- Former names: Aschesaye
- Alternative names: Aissheseye

General information
- Type: Manor house
- Location: Ashey, United Kingdom
- Construction started: 1228

= Ashey Manor =

Ashey Manor (also Aissheseye, Aschesaye, Asshaye) is a manor house in Ashey on the Isle of Wight, situated within the Newchurch parish.
It was historically linked with Ryde Manor.
==History==
It was granted to the abbey of Wherwell near Andover before 1228, and in 1291 was of the considerable annual value of £41 6s. 2d.
  It certainly extended to the seashore, and the passage from Ryde to Portsmouth was one of its sources of income. Ashey remained with Wherwell until the Dissolution. It was leased by the last abbess, Morphita Kingsmill, to Giles Worsley and Elizabeth his wife 4 December 1538. After the Dissolution Giles Worsley continued as tenant and collector of dues till the grant of the manor to him by the Crown in 1544. He died in 1558, leaving a son James, who died intestate soon after his father, when the estates were claimed by Sir Robert Worsley of Worsley, Lancs., as cousin and heir-at-law to Giles.

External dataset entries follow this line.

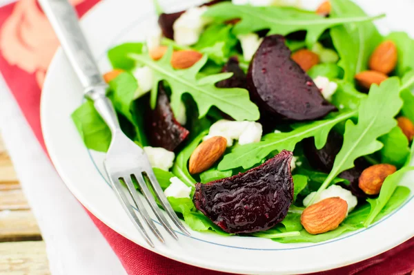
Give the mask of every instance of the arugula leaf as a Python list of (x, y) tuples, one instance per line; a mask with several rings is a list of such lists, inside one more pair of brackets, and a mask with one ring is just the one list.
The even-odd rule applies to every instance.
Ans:
[[(146, 146), (148, 142), (144, 133), (144, 104), (148, 102), (146, 98), (136, 100), (138, 91), (137, 79), (130, 73), (125, 72), (110, 81), (109, 86), (112, 91), (109, 97), (115, 110), (132, 124), (135, 131), (135, 139), (141, 146)], [(128, 129), (123, 127), (124, 131)]]
[(342, 78), (344, 70), (337, 64), (333, 63), (322, 63), (310, 68), (307, 73), (312, 79), (322, 76), (328, 77), (330, 80), (332, 80), (335, 78)]
[(414, 121), (414, 95), (409, 89), (401, 92), (401, 98), (404, 101), (401, 113), (402, 115)]
[(288, 213), (288, 215), (280, 223), (286, 228), (286, 231), (300, 231), (304, 227), (300, 222), (300, 216), (302, 215), (298, 213)]
[(290, 40), (286, 39), (286, 46), (290, 50), (291, 52), (295, 52), (297, 50), (305, 48), (306, 43), (304, 40)]
[(95, 110), (93, 102), (87, 100), (72, 113), (72, 120), (87, 148), (106, 152), (112, 135), (110, 130)]
[(393, 196), (393, 194), (394, 193), (398, 183), (401, 181), (402, 176), (406, 172), (413, 170), (414, 170), (414, 167), (403, 167), (393, 174), (386, 178), (382, 184), (382, 187), (381, 187), (381, 191), (379, 192), (378, 198), (375, 199), (368, 198), (367, 200), (371, 206), (371, 209), (364, 225), (367, 227), (373, 222), (377, 215), (382, 210), (386, 203), (388, 202), (390, 198)]
[(383, 144), (377, 139), (397, 125), (394, 117), (402, 106), (400, 91), (396, 77), (388, 78), (379, 86), (371, 86), (368, 97), (359, 104), (358, 123), (354, 124), (351, 120), (346, 122), (342, 147), (335, 158), (329, 176), (315, 198), (317, 198), (341, 172), (353, 167), (357, 158), (382, 148)]
[(338, 88), (332, 95), (331, 102), (341, 109), (344, 108), (355, 110), (358, 108), (361, 99), (366, 98), (366, 95), (359, 93), (355, 89), (353, 83), (344, 80), (337, 80)]
[(154, 174), (155, 175), (155, 178), (157, 178), (157, 180), (158, 180), (161, 188), (162, 188), (163, 190), (165, 190), (171, 184), (170, 179), (175, 176), (174, 174), (157, 167), (153, 167), (152, 170), (154, 171)]
[(199, 212), (186, 212), (183, 214), (186, 223), (193, 230), (195, 231), (208, 231), (212, 229), (221, 235), (229, 236), (228, 233), (224, 232), (220, 227), (215, 225), (210, 219)]
[(308, 47), (317, 41), (322, 32), (333, 26), (344, 23), (371, 21), (382, 15), (369, 17), (365, 15), (343, 18), (323, 18), (314, 12), (300, 10), (289, 7), (238, 6), (224, 2), (214, 5), (203, 15), (221, 22), (235, 18), (240, 19), (234, 27), (236, 35), (269, 29), (268, 35), (286, 35), (297, 30), (306, 30)]
[(207, 183), (213, 180), (221, 180), (231, 176), (232, 171), (219, 171), (217, 168), (213, 168), (200, 173), (200, 180), (202, 183)]
[(296, 200), (297, 195), (306, 187), (308, 184), (308, 177), (304, 175), (293, 175), (293, 201)]
[(187, 168), (187, 163), (191, 156), (191, 154), (195, 150), (199, 143), (201, 141), (203, 138), (207, 135), (208, 131), (201, 132), (197, 138), (190, 142), (188, 145), (186, 146), (175, 158), (175, 162), (172, 168), (172, 171), (178, 178), (181, 180), (186, 184), (194, 187), (195, 186), (196, 181), (188, 172)]
[(135, 61), (129, 57), (131, 53), (141, 53), (142, 43), (125, 43), (108, 51), (108, 58), (114, 68), (130, 70), (135, 67)]
[[(394, 211), (406, 200), (409, 193), (410, 189), (407, 187), (397, 187), (391, 198), (380, 211), (379, 214), (374, 220), (379, 220), (386, 215), (388, 215), (389, 213)], [(300, 214), (296, 214), (297, 216), (295, 217), (293, 216), (294, 215), (293, 214), (289, 213), (288, 214), (288, 216), (286, 216), (286, 218), (285, 218), (285, 220), (287, 219), (287, 221), (285, 222), (285, 220), (284, 220), (281, 223), (285, 225), (286, 231), (288, 232), (290, 231), (299, 230), (299, 235), (284, 238), (279, 238), (274, 240), (279, 243), (288, 243), (304, 242), (319, 243), (330, 240), (338, 237), (344, 233), (363, 228), (364, 222), (369, 213), (370, 206), (368, 204), (366, 204), (350, 213), (336, 229), (317, 235), (310, 234), (304, 229), (301, 230), (300, 228), (302, 225), (300, 224)], [(283, 232), (284, 231), (279, 229), (279, 231)], [(263, 233), (266, 232), (267, 231)], [(266, 238), (265, 236), (263, 237)]]
[(134, 123), (131, 113), (131, 104), (138, 88), (135, 77), (129, 73), (121, 73), (109, 82), (109, 86), (112, 91), (111, 99), (115, 109)]
[[(174, 70), (170, 64), (172, 48), (159, 61), (152, 60), (148, 55), (132, 55), (134, 59), (154, 72), (154, 83), (166, 80), (171, 87), (171, 108), (177, 113), (180, 108), (183, 94), (189, 93), (195, 101), (199, 117), (206, 115), (213, 106), (215, 106), (236, 120), (257, 120), (260, 114), (257, 106), (250, 100), (248, 91), (240, 88), (221, 88), (215, 86), (216, 82), (226, 79), (232, 73), (220, 73), (197, 79), (199, 70), (207, 61), (207, 56), (192, 67), (185, 70)], [(151, 92), (151, 107), (157, 101), (157, 85)]]
[(325, 240), (335, 238), (342, 235), (342, 234), (356, 230), (358, 228), (355, 228), (353, 226), (350, 225), (339, 225), (338, 228), (335, 230), (332, 230), (322, 234), (312, 235), (306, 231), (305, 229), (302, 229), (299, 232), (300, 234), (295, 236), (289, 236), (286, 238), (279, 238), (274, 239), (274, 240), (282, 243), (319, 243)]
[(259, 142), (237, 146), (224, 155), (218, 169), (224, 171), (242, 167), (246, 169), (260, 162), (273, 151), (293, 151), (297, 142), (310, 137), (315, 137), (316, 147), (321, 149), (326, 142), (331, 129), (356, 113), (356, 111), (338, 113), (323, 120), (294, 125), (295, 129), (290, 132), (267, 134)]
[(384, 144), (381, 149), (381, 162), (402, 167), (410, 154), (408, 140), (402, 133), (401, 128), (396, 126), (379, 140)]
[(266, 238), (271, 239), (277, 239), (279, 238), (292, 237), (300, 235), (298, 231), (292, 231), (288, 232), (281, 232), (277, 229), (271, 229), (262, 232), (256, 232), (252, 234), (253, 236), (259, 238)]
[(233, 26), (228, 24), (212, 24), (203, 32), (193, 48), (207, 54), (215, 63), (222, 64), (228, 59), (230, 50), (237, 44), (237, 37), (231, 32), (232, 28)]
[(402, 77), (408, 70), (414, 69), (414, 40), (404, 32), (391, 32), (386, 39), (397, 46), (398, 61), (395, 74)]
[[(333, 0), (331, 17), (364, 17), (366, 15), (351, 0)], [(382, 37), (372, 22), (351, 22), (331, 29), (331, 37), (341, 59), (338, 65), (344, 72), (344, 79), (353, 82), (355, 74), (366, 70), (371, 54)]]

This claim was contested by Richard Worsley, half-brother of James, in the Court of Wards and Liveries in 1563, when it was awarded that Sir Robert was to take a third, afterwards known as the manor of Ryde, while Richard was to have the part which had been bequeathed by Giles to his widow Margaret, comprising the site of the manor. Richard Worsley died at Ashey 31 August 1599, when the manor came to his son Bowyer, afterwards knighted by James I. According to his contemporary, Sir John Oglander, Sir Bowyer Worsley was a reckless, improvident man. His son John having predeceased him, he sold Ashey in 1624 to Thomas Cotele. The manor then followed the same descent as Niton (q.v.) until 1789, when George Lord Mount Edgcumbe sold it to Mr. Joseph Bettesworth. He devised it in 1805 to his wife, with remainder to his younger daughter Augusta wife of Alexander Shearer, whose son Bettesworth P. Shearer conveyed it to George Player of Gosport. Player's daughter Elizabeth Lydia married Captain Thomas Robert Brigstocke, R.N., whose grandson William Player Brigstocke owned it as of 1912.